Taking this time is so necessary to prepare you for the long road ahead of finding employment.
4. Reach out to your network
If it’s your first layoff, you may feel ashamed and reluctant to tell people. But I’ve found that a lot of people are willing to help and support you but they need to know what’s going on. Every job I’ve gotten post-layoff has been due to a colleague or acquaintance referring me.
It’s cheesy, but your network is your net worth.
It’s really helpful to be in Slack groups or Facebook groups. I use the Slack org Tech Ladies and my bootcamp alum group. But it’s not enough to just join these groups — you have to participate and offer advice as well.
After my second layoff, I reached out to bootcamp alums about openings. I was interviewing like crazy but felt like no one was giving me a chance. A friend from bootcamp invited me to her work and I was lamenting to her about how difficult it has been to find a job. One of her coworkers walked by and knew of someone who was hiring. And that’s how I got my job at Dropbox.
You have to be really shameless about reaching out to your network — but people really want to help you land on your feet.
5. Figure out your dream job
Use the time after a layoff to figure out what you really want out of a job.
I sit down and write down what energized me about my previous job and what didn’t. For example, I really like figuring out technical problems. I hate coordinating happy hours or event planning.

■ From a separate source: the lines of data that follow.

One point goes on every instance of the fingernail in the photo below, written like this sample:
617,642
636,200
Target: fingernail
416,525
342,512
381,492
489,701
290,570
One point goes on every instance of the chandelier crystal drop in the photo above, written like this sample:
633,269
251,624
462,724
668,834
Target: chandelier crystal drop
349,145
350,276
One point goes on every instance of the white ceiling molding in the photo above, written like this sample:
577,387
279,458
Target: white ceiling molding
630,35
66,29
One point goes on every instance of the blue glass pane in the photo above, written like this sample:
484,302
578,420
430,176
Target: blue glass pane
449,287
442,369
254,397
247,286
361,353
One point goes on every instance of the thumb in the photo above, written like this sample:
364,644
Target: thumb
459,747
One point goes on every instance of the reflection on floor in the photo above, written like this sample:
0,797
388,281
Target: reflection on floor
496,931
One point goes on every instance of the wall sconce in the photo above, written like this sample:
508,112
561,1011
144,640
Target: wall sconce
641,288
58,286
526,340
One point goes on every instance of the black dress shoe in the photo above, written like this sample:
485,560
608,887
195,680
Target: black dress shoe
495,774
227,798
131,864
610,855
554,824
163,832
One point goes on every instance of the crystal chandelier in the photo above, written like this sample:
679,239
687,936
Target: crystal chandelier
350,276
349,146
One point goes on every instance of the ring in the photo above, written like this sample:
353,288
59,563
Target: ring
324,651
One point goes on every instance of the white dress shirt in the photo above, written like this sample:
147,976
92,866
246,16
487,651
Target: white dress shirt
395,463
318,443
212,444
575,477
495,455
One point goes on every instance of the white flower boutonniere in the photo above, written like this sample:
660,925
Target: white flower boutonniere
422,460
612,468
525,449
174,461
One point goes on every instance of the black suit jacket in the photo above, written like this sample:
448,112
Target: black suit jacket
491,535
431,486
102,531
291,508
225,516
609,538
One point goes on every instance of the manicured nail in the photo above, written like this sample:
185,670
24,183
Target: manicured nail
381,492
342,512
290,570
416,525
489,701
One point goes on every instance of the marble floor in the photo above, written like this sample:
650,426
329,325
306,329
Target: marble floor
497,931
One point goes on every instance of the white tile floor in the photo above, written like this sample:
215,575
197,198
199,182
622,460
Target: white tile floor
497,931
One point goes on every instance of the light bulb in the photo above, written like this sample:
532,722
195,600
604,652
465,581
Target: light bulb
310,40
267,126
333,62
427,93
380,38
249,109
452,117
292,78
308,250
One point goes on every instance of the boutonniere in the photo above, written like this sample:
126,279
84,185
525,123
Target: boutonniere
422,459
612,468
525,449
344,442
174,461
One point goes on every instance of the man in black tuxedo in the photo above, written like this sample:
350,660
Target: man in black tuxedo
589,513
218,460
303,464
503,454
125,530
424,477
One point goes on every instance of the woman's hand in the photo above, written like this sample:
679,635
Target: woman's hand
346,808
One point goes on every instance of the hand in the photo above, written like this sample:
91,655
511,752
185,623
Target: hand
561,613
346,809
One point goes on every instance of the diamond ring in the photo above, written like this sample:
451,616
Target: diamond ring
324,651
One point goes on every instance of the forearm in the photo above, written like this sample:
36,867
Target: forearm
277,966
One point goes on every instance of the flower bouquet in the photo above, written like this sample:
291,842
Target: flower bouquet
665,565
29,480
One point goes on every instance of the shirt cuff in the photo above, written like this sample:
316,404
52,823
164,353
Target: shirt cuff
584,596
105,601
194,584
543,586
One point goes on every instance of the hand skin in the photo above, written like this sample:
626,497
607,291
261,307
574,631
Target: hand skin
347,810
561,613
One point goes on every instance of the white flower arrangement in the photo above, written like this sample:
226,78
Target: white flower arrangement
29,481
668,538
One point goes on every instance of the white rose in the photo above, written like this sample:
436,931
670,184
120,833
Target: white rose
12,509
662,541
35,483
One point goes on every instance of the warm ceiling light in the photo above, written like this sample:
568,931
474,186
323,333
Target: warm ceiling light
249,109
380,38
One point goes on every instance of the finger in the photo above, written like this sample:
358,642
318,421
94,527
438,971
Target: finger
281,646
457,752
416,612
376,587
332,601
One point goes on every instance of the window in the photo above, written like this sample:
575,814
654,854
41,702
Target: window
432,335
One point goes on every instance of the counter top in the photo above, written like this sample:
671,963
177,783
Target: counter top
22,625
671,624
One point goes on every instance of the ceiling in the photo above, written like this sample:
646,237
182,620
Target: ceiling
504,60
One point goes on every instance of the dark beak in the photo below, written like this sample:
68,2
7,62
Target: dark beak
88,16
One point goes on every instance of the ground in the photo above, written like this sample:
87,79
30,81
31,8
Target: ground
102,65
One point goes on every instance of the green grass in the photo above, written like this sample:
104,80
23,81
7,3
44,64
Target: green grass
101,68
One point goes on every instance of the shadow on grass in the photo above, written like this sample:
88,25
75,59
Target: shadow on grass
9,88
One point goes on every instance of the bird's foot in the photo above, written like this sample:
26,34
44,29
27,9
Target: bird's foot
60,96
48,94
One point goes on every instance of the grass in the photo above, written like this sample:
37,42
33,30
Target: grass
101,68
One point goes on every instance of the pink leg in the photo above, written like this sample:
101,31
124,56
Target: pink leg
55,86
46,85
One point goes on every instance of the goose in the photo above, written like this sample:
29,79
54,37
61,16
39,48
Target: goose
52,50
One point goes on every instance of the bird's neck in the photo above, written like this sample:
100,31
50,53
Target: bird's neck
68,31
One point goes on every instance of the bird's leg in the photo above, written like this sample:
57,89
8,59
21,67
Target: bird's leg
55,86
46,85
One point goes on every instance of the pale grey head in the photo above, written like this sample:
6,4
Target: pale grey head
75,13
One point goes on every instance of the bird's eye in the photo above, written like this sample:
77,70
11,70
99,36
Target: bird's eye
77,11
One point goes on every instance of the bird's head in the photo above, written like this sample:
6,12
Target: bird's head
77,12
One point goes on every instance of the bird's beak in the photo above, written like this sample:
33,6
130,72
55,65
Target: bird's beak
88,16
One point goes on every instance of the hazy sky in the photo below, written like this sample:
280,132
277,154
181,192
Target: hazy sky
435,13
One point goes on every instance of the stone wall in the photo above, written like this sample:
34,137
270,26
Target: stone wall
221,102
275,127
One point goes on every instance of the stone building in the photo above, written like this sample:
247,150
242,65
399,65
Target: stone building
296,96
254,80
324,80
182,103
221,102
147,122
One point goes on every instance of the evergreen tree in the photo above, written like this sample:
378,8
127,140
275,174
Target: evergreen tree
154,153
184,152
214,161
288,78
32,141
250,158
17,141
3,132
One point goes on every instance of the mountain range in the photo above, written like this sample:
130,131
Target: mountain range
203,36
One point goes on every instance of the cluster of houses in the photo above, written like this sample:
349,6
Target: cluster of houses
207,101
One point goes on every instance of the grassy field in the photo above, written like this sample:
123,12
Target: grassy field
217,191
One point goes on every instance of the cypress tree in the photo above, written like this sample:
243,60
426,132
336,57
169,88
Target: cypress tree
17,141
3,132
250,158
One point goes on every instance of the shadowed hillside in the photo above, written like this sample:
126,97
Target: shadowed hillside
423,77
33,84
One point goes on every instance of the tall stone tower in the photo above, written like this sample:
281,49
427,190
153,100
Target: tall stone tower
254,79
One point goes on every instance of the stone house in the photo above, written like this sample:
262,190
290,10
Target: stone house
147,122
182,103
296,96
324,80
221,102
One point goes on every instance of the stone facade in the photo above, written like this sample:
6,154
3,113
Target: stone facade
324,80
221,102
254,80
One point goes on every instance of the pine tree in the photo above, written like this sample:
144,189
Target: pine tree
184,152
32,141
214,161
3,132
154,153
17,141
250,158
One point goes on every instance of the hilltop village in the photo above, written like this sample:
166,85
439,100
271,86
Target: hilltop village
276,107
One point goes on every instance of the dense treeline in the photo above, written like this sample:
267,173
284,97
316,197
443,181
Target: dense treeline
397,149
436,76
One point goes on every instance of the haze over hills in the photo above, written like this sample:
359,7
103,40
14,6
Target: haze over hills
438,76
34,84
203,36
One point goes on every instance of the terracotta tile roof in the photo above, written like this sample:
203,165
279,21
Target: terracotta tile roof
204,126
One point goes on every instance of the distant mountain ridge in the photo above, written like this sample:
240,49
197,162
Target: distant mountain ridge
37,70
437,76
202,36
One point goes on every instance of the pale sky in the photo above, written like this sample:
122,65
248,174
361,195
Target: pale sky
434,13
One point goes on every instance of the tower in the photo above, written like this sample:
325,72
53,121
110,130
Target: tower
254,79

After that, I talk to as many people as I can about what their jobs look like and I think about what I like and don’t like about their positions. And through that I can design a dream job for myself.
This process helps me find direction when I’m feeling unsure of where to turn. I also highly recommend reading “Designing Your Life” by Bill Burnett & Dave Evans if you’re feeling really lost.
Right now is a difficult time to be laid off. The job market feels crazy and many companies have filled their headcounts for the year. I’m lucky that I have the luxury to not go ‘balls to the wall’ with my job search right now. Instead, I’m prioritizing figuring out my next move, studying up for engineering interviews, and having many, many initial calls to set myself up for success in January and February.